Of course some people still fear a conservative backlash. When I heard gloomy prophesies in certain quarters, my mind went back to that young hero Jan Palach who had immolated himself before a Soviet tank in Vaclavski Namesti. During my visit in 1968, I had driven across the country to Jan Palach’s village to pay my homage to him. His old mother was still living then. The strength of the passion for freedom of the Czechoslovaks is often under-estimated by outside observers. By temperament they are not given to raising war cries for political freedom, but as the example of Jan Palach shows, they can make the highest sacrifices for human freedom. The banners, the posters, the photo-exhibitions in the streets of Prague are evidence of the real world of a peaceful revolution, which of all countries India must take note of, because after decades of enforced silence, the people of Czechoslovakia are speaking the language of Tagore and Gandhi and conducting the struggle against vested interests with the weapons of humanism and non violence.
The far-reaching economic changes which will provide momentum to the free market in Czechoslovakia are being watched with close interest by other European governments. It would seem sensible to quickly establish links between the Indian private sector and the new and flexible organisational structure that is coming up in Czechoslovakia. I was told in Prague that the Czech émigré industrialist Tomas Bata (who is well-known in India on account of the Bata Shoe Company) was due to arrive shortly at the official invitation of the Czechoslovak government for serious discussions for collaboration in joint ventures. It would be quite proper for Indian businessmen and our Chambers of Commerce to take new initiatives and identify a number of areas where Indo-Czech economic and industrial cooperation can be mutually beneficial.

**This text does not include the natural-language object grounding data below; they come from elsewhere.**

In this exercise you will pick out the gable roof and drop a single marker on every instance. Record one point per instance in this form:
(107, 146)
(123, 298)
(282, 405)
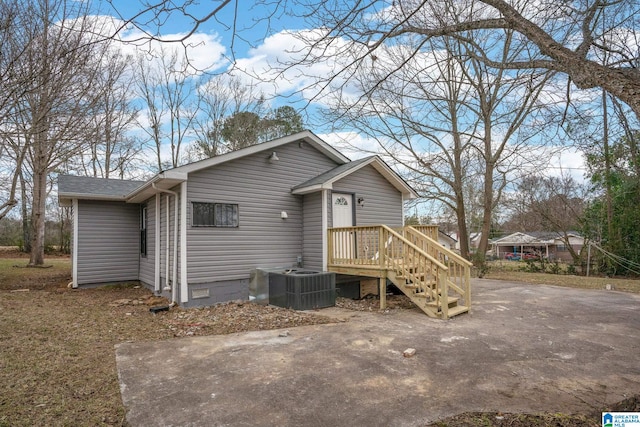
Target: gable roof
(304, 136)
(89, 188)
(325, 180)
(74, 187)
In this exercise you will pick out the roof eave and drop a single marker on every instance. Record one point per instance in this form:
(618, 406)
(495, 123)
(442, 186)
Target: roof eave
(312, 189)
(163, 181)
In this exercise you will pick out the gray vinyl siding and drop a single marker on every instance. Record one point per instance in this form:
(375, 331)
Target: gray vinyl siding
(262, 190)
(312, 231)
(147, 263)
(108, 242)
(382, 201)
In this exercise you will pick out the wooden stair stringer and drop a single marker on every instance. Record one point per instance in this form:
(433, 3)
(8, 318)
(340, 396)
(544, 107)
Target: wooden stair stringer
(419, 300)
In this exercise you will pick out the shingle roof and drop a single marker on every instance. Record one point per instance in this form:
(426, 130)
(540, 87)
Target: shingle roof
(329, 175)
(81, 185)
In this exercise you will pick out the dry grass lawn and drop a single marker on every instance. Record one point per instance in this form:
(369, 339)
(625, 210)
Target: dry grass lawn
(57, 362)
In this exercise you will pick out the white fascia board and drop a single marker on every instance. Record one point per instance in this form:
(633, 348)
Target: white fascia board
(395, 180)
(66, 199)
(313, 189)
(383, 169)
(164, 180)
(305, 136)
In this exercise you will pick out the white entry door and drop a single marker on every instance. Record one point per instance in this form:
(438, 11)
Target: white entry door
(344, 241)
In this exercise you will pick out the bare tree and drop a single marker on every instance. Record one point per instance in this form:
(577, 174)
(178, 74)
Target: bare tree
(165, 85)
(559, 37)
(459, 130)
(16, 38)
(53, 114)
(112, 151)
(220, 98)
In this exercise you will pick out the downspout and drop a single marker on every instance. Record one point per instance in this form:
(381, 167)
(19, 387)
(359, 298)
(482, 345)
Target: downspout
(174, 280)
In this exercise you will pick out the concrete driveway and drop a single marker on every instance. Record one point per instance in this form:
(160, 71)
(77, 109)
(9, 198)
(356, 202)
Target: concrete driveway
(523, 348)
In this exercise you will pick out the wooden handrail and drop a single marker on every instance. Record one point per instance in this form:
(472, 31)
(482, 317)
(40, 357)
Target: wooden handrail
(436, 244)
(415, 247)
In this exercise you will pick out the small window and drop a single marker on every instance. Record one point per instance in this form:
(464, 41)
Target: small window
(341, 201)
(214, 215)
(143, 231)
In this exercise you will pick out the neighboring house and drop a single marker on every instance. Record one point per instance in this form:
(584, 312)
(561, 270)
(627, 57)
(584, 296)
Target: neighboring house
(200, 229)
(550, 245)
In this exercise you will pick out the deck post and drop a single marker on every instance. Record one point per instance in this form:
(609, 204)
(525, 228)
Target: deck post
(383, 292)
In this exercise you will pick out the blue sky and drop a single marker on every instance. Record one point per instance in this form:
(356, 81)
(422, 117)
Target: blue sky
(252, 51)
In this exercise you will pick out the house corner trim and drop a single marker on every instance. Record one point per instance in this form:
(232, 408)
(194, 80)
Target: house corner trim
(74, 261)
(184, 288)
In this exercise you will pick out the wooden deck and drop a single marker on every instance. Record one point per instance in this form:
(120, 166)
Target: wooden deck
(436, 279)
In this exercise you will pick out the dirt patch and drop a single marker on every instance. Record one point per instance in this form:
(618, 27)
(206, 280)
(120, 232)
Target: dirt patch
(372, 303)
(57, 364)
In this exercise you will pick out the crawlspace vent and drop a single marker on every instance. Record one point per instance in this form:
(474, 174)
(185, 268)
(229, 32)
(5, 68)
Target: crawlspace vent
(200, 293)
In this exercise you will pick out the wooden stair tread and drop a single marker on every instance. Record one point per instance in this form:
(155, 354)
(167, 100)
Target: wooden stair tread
(450, 301)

Finally, I would suggest that it is an extraordinary historical parallel that both India and Czechoslovakia are placing a new emphasis on many common concerns: freedom of mass media; ecological concerns; peaceful resolution of conflicts; improvements of regional relations. To emphasise our common commitment to democratic reforms and pluralism, perhaps the best gesture Vishwanath Pratap Singh can make is to invite Vaclav Havel or Dubcek to be the guest of honour at the Indian Republic Day on January 26, 1990.